Il est un exercice auquel aucun gouvernement ne peut couper avant de faire son budget : les prévisions de croissance. C’est en se basant sur ces données que le ministre du Budget et son compère des Finances peuvent préparer leurs estimations de dépenses, ajuster les rentrées d’argent, donner les enveloppes budgétaires aux différents ministères.
Mais comment établir une prévision de croissance ? En fait il s’agit de tout un art : une surestimation crée en général une hausse du déficit – même s’il ne faut pas dédouaner les autres responsabilités pour autant hein – car les dépenses envisagées ne sont pas couvertes par des recettes suffisantes. À l’inverse, une sous-estimation de la croissance comme en 1999 et 2000 peut entraîner la naissance d’une « cagnotte ».
Le gouvernement n’est pas le seul à calculer des prévisions de croissance : s’il le fait avec l’aide de l’INSEE, des prévisions sont également publiées par le FMI et d’autres organismes qui sont souvent beaucoup moins optimistes que lui. Tapez simplement « prévision de croissance » dans Google Actualités et vérifiez année après année. Vous vous rendrez compte que 1– les journalistes ne sont pas très imaginatifs quand il faut inventer des titres à des articles et 2– que le FMI accuse chaque année le gouvernement de surestimer la croissance.
Mais, pour autant, les gouvernements successifs n’ont pas systématiquement surestimé cette donnée, même si ce fut le cas la plupart du temps (voir graphe). En général, le problème vient du fait que le gouvernement calque ses prévisions de croissance sur la croissance réelle de l’année passée. Il a donc quasi systématiquement un an de retard, que ce soit à la hausse ou à la baisse.
Cette semaine, François Fillon a annoncé que la prévision pour 2011 allait passer de 2 % à 1,75 % ce qui paraît raisonnable. Les prévisions de croissance de nombreux programmes – PS et Villepin par exemple – tablent sur une prévision de croissance de 2 % l’an sur cinq ans. Pour comparer, François Fillon a bénéficié d’une moyenne de 0,37 % l’an, contre 1,74 % en moyenne pour le deuxième quinquennat Chirac et 2,96 % sous Jospin. La moyenne de croissance annuelle depuis 1980 est de 1,86 % l’an. Je suis donc d’avis que tabler sur une croissance supérieure à cette moyenne c’est risquer d’être fortement déçu le jour venu !

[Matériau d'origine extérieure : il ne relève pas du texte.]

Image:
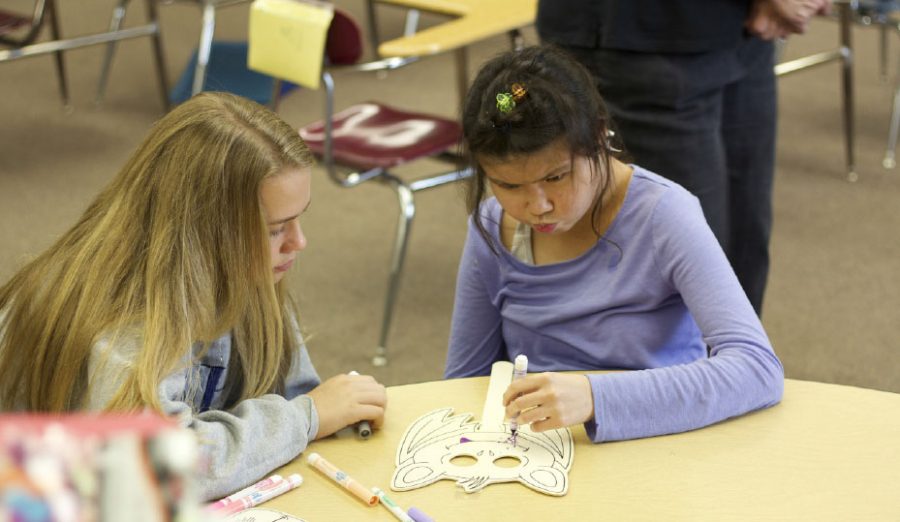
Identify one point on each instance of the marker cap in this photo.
(521, 363)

3 Responses to “Miroir, ô mon beau miroir, est-ce que ma croissance est la plus belle ?”
26 août 2011
StefOui juste remarque, la moyenne est plus parlante…
26 août 2011
Stat75Intéressant, mais j’ai pas compris « En général, le problème vient du fait que le gouvernement calque ses prévisions de croissance sur la croissance réelle de l’année passée » ni en quoi c’était un problème (il me semble bon de tenir compte de l’année précédente pour ‘inventer’ un nouveau chiffre de l’année suivante non?).

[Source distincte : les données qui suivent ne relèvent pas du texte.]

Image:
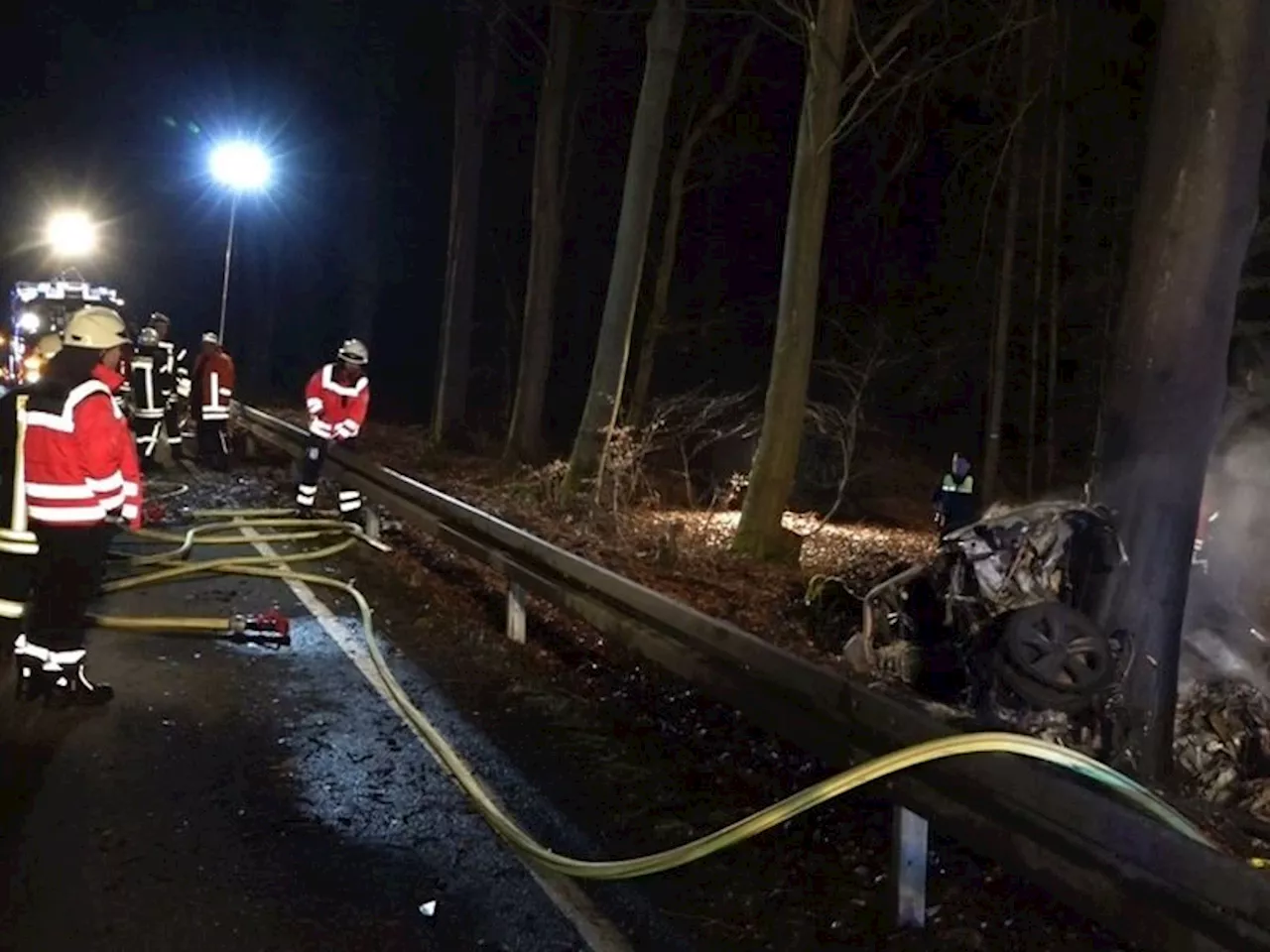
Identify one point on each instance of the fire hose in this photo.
(172, 565)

Aussi, desquelles prévisions, s’agit-il ? sachant que le PIB trimestriel est diffusé 4 fois l’an, il peut y avoir jusqu’à 4 révisions du chiffre de croissance par an…

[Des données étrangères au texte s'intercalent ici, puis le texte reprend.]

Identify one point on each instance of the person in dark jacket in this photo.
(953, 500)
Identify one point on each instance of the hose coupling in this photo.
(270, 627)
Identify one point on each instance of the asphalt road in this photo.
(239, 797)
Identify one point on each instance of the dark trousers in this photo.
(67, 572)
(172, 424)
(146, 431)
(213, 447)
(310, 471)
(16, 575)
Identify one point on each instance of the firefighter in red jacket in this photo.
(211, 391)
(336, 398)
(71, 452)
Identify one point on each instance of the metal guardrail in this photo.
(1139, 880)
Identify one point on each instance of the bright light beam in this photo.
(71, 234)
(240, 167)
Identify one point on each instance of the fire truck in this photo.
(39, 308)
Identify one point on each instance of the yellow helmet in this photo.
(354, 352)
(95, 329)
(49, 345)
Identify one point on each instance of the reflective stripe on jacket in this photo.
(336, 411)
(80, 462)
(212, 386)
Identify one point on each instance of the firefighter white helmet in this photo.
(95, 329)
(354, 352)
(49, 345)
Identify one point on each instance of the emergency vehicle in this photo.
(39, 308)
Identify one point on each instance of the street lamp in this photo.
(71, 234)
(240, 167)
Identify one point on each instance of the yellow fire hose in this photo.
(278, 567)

De plus, avec le pacte de stabilité ou la loi de programmation pluriannuelle des finances publiques, il y a aussi des prévisions pour les années n, n+1 qui sont aussi données par le gouvernement. Donc le graphique montre des prévisions à quelles dates ?
Et si on rajoutait les prévisions du FMI, du consensus forescast des économistes, des banques BNP, Banque de France, de l’OFCE, OCDE etc… Est-ce qu’on n’aurait pas pour ces prévisionnistes le même décalage et la même remarque à savoir de « calquer [leurs] prévisions de croissance sur la croissance réelle de l’année passée » ?
26 août 2011
CustinBonnes remarques.
Les prévisions indiquées dans le graphique sont prévisions prises en compte en année N pour le budget N+1. Évidemment, tout au long de l’année, le gouvernement revoit ses chiffres en fonction de l’évolution réelle.
En outre, vous faites bien de rappeler que les prévisions du FMI ne sont pas forcément toujours meilleures, même si elles sont constamment plus prudentes. La prévision économique est une discipline très difficile voire impossible. Il faudrait vérifier si nos voisins s’en sortent mieux que nous.
La moyenne des prévisions sur les 11 années dont j’ai retrouvé l’historique donne un peu moins de 2 %. La moyenne réelle est de 1,23 %. Il y a donc surestimation quasi systématique qui pose plus de problème qu’une sous-estimation.